Il capitalismo non si fa scrupoli ad aumentare la distruzione del pianeta, al di là della propaganda “green”. Il variegato movimento, disceso nelle piazze di buona parte del mondo contro le guerre del capitale e che vede la presenza e la partecipazione anche dell’opposizione antisionista israeliana al governo di Netanyahu, richiede fermamente l’immediata sospensione dei bombardamenti e dei crimini di guerra attualmente in corso e la fine dell’embargo a Gaza; il rispetto delle risoluzioni internazionali e una soluzione politica per la Palestina. Facciamo nostro quanto sostenuto dalle compagne e dai compagni israeliani, che per quasi venti anni hanno combattuto il Muro in Cisgiordania costruendo comitati popolari con gli abitanti dei villaggi palestinesi e sostenuto i Refusnik, contrari all’occupazione militare. Perché la soluzione al conflitto può essere, in ultima analisi, solo una società comune, senza classi e senza Stato, in cui le diverse estrazioni religiose, atee e etniche possano coesistere pacificamente.

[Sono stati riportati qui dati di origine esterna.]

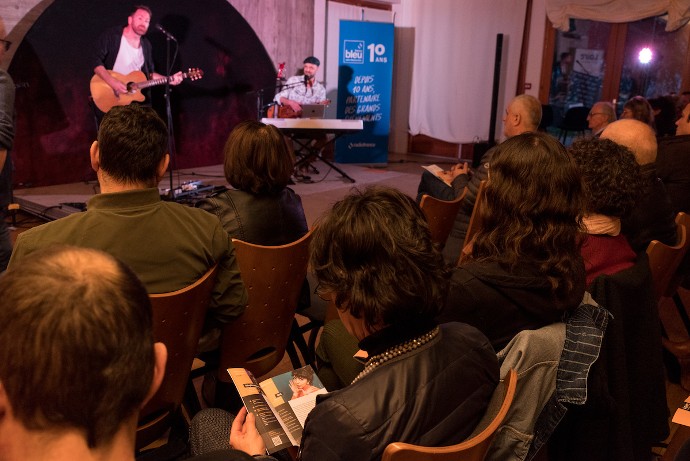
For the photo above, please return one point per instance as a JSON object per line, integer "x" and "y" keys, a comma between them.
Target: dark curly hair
{"x": 532, "y": 212}
{"x": 612, "y": 178}
{"x": 374, "y": 254}
{"x": 257, "y": 158}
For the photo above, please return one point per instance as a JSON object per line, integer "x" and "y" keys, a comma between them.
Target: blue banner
{"x": 365, "y": 77}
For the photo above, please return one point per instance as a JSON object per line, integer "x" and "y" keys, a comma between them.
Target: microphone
{"x": 165, "y": 32}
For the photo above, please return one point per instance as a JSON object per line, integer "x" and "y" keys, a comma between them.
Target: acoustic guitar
{"x": 287, "y": 112}
{"x": 105, "y": 98}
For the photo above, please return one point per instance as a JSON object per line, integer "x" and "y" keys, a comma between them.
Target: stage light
{"x": 645, "y": 55}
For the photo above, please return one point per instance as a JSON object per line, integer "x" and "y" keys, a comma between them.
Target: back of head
{"x": 257, "y": 158}
{"x": 132, "y": 141}
{"x": 533, "y": 210}
{"x": 638, "y": 108}
{"x": 607, "y": 109}
{"x": 76, "y": 344}
{"x": 529, "y": 108}
{"x": 610, "y": 174}
{"x": 639, "y": 137}
{"x": 373, "y": 252}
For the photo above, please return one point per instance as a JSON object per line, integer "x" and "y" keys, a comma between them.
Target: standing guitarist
{"x": 124, "y": 50}
{"x": 303, "y": 89}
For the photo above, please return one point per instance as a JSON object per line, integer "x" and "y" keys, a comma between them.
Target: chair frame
{"x": 264, "y": 269}
{"x": 475, "y": 223}
{"x": 473, "y": 449}
{"x": 178, "y": 319}
{"x": 440, "y": 214}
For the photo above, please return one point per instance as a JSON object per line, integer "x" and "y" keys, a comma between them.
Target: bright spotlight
{"x": 645, "y": 55}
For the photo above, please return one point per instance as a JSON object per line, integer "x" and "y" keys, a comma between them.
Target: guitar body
{"x": 105, "y": 98}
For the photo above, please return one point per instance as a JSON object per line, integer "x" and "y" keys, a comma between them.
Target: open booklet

Siamo consapevoli che se la priorità è la fine delle ostilità in tutte le aree di guerra per la salvaguardia delle popolazioni civili, l’unica soluzione politica reale di lungo termine consiste nel rafforzamento della lotta sociale unitaria e internazionalista contro il capitalismo e le sue guerre, che porti al superamento della logica nazionalista, fondamentalista e statalista. La via per raggiungere questo obiettivo può essere solo attraverso la lotta di classe al fianco delle lavoratrici e dei lavoratori che si uniscono da entrambe le parti per migliorare le loro condizioni di vita e superare così i risentimenti di lunga data. A noi, militanti comunisti anarchici, attivisti libertari e di classe spetta dare il nostro contributo, oggi come ieri, a chi sostiene la possibilità di una società di liberi ed uguali, di una pace giusta, di una convivenza oltre i confini, oltre le religioni e le nazionalità.